Unfortunately their “getting started” has more in common with my favorite “how programming textbooks are” comic than I’d like, as the getting started example simply shows how to write a unit test and nothing about how Jest is a special unicorn and why it’s useful.

Jest is a layer on top of Jasmine that Facebook uses in their projects, notably for the testing of React applications. The layer itself is really thin, but it does provide automatic mocking, ‘finds tests’ (because you conveniently put them in the __tests__ folder), and also some mocks for time that could come in handy, but I suspect other mocking libraries have other options.

I made a very simple project to explore automatic mocking, the chief magic point of Jest. It takes that simple sum.js example of a unit test, adds a dependency, and writes a few tests to see how that all shakes out.

Given a module with a dependency:

var thing = require('./thing.js');
function sum(x, y) {
  thing();
  return x + y;
}

module.exports = sum;

And a basic test:

describe('sum', function() {
  it('adds numbers', function() {
    var sum = require('../sum.js');
    var thing = require ('../thing.js');
    expect(sum(1, 2)).toBe(3);
  });
});

That test will fail with Jest out of the box. Why? Jest hooks onto the require() call and automatically mocks it into a simple empty function (foo() {}), unless you turn off automatic mocking.

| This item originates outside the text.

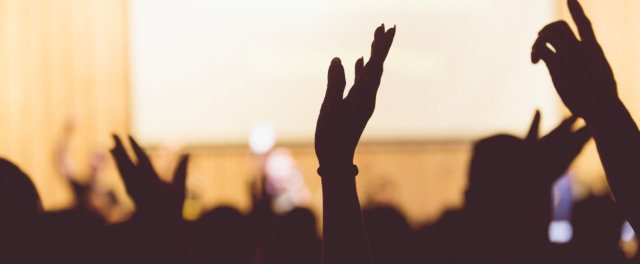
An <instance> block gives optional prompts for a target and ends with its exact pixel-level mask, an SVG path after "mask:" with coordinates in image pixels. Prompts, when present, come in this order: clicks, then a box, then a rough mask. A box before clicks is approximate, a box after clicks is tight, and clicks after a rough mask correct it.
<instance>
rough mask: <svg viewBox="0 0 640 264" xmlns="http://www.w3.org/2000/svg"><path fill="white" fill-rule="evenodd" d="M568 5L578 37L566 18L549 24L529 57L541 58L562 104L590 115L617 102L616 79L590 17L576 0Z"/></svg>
mask: <svg viewBox="0 0 640 264" xmlns="http://www.w3.org/2000/svg"><path fill="white" fill-rule="evenodd" d="M568 5H569V11H570V12H571V16H572V17H573V20H574V21H575V23H576V25H577V27H578V33H579V34H580V39H581V40H578V39H576V37H575V35H574V34H573V32H572V31H571V28H569V25H568V24H567V23H566V22H565V21H558V22H555V23H552V24H549V25H547V26H546V27H544V28H543V29H542V30H541V31H540V32H539V33H538V39H537V40H536V41H535V43H534V44H533V48H532V51H531V61H532V62H533V63H537V62H538V61H540V60H543V61H544V62H545V63H546V65H547V68H548V69H549V73H550V74H551V79H552V80H553V84H554V85H555V88H556V91H557V92H558V94H559V95H560V98H562V101H563V102H564V104H565V105H566V106H567V107H568V108H569V109H570V110H571V112H572V113H573V114H574V115H576V116H580V117H583V118H585V119H591V118H593V117H594V116H598V115H602V114H603V113H607V112H609V110H610V108H611V107H615V106H617V105H618V104H619V103H618V100H619V99H618V91H617V86H616V81H615V79H614V77H613V72H612V70H611V67H610V66H609V63H608V62H607V59H606V58H605V55H604V52H603V51H602V48H600V45H599V44H598V41H597V40H596V37H595V34H594V32H593V29H592V28H591V22H590V21H589V18H587V17H586V16H585V14H584V11H583V10H582V7H581V6H580V4H579V3H578V1H576V0H569V1H568ZM547 44H551V46H553V49H554V50H555V52H554V51H552V50H551V49H550V48H549V47H547Z"/></svg>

For this test, we want to explicitly prevent Jest from mocking the sum library:

jest.dontMock('../sum.js');
describe('sum', function() {
  it('adds numbers', function() {
    var sum = require('../sum.js');
    var thing = require ('../thing.js');
    expect(sum(1, 2)).toBe(3);
  });
});

All green. If I write a test to see if thing is mocked:

it('mocks thing', function() {
  var thing = require('../thing.js');
  expect(thing()).toBe(undefined);
});

That passes. However, just to note, setting mocking/non-mocking status appears to be global in a file. That makes sense modularly, because you generally wouldn’t mock an external file and test it in the same file.

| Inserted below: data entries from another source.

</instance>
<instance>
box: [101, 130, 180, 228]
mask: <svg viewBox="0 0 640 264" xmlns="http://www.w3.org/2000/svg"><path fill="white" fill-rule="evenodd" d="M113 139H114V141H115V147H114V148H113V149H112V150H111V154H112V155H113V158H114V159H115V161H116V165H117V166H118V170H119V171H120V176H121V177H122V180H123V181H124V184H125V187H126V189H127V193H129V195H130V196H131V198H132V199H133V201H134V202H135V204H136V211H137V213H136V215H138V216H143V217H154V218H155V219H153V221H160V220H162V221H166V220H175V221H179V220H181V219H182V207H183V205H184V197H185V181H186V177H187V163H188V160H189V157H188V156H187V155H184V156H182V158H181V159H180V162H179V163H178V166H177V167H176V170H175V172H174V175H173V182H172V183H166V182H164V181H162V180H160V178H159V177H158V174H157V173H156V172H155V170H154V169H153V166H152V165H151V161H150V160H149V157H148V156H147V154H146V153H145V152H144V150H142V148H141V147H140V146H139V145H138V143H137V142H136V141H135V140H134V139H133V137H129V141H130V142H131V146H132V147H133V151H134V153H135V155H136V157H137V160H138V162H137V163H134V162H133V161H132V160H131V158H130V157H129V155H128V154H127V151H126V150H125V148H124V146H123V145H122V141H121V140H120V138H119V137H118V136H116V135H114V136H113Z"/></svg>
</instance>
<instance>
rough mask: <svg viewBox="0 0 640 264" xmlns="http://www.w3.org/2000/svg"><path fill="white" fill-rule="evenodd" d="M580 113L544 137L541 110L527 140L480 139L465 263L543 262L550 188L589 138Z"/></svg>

it('does not mock it when I ask nicely', function() {
  jest.dontMock('../thing.js');
  var thing = require('../thing.js');
  expect(thing()).toBe(2);
});

it('mocks it only in the scope of the argument (this fails)', function() {
  var thing = require('../thing.js');
  expect(thing()).toBe(undefined);
});

If you want to check out the sample project yourself, and mess with the automagical mocking, it’s over here. The reasoning behind Jest’s raison d’etre is pretty well covered in their piece on CommonJS at the moment, where they generally state their preference for a require system over an Angular-style dependency injection.

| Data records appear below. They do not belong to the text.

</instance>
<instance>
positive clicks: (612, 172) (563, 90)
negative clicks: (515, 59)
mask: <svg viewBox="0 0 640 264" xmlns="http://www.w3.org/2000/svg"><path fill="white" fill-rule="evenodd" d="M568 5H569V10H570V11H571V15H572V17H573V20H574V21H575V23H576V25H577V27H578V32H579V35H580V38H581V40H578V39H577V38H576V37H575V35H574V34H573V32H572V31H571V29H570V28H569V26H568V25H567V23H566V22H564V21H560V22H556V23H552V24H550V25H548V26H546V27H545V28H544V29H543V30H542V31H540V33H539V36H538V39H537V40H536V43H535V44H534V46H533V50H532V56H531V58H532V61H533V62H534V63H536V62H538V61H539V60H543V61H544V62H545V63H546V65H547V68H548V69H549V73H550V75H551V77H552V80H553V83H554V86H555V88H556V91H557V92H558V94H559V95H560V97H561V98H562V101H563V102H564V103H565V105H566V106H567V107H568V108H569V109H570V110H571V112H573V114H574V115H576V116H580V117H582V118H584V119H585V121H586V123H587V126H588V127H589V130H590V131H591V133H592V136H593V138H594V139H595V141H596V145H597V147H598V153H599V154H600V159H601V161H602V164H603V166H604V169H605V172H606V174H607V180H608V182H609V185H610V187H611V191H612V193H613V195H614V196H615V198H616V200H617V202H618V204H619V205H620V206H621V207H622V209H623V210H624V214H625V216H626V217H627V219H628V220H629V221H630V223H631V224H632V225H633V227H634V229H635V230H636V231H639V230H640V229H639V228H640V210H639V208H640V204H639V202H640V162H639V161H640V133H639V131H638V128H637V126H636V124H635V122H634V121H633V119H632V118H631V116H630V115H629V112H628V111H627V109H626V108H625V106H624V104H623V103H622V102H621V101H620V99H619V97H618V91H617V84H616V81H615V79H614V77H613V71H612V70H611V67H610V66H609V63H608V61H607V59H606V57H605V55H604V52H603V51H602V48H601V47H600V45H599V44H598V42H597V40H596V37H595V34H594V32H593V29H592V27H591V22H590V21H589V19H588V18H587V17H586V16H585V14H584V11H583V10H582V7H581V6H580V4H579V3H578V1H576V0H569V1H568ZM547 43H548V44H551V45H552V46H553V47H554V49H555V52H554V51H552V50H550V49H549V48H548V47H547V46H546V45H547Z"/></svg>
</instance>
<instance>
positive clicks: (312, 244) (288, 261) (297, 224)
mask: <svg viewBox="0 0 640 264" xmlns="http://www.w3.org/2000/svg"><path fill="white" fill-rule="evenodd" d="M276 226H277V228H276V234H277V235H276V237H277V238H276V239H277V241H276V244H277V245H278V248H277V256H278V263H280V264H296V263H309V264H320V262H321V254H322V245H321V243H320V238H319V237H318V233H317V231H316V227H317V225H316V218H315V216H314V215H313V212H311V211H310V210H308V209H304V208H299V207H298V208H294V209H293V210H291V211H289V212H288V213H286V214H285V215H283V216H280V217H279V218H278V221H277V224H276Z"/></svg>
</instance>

Overall, I’m not very impressed, it’s nothing special compared to running Jasmine + your favorite flavor of test runner (… Karma?), and auto-magic mocking was never something I’ve desperately needed (aside from the fact that the “mocks” are really not so much mocks than glorified stubs, as they don’t have an expected behavior … but that’s for another time). Seems like a case of open sourcing something useful for their workflow, so glad to see it shared, but I don’t see it useful in an everyday context.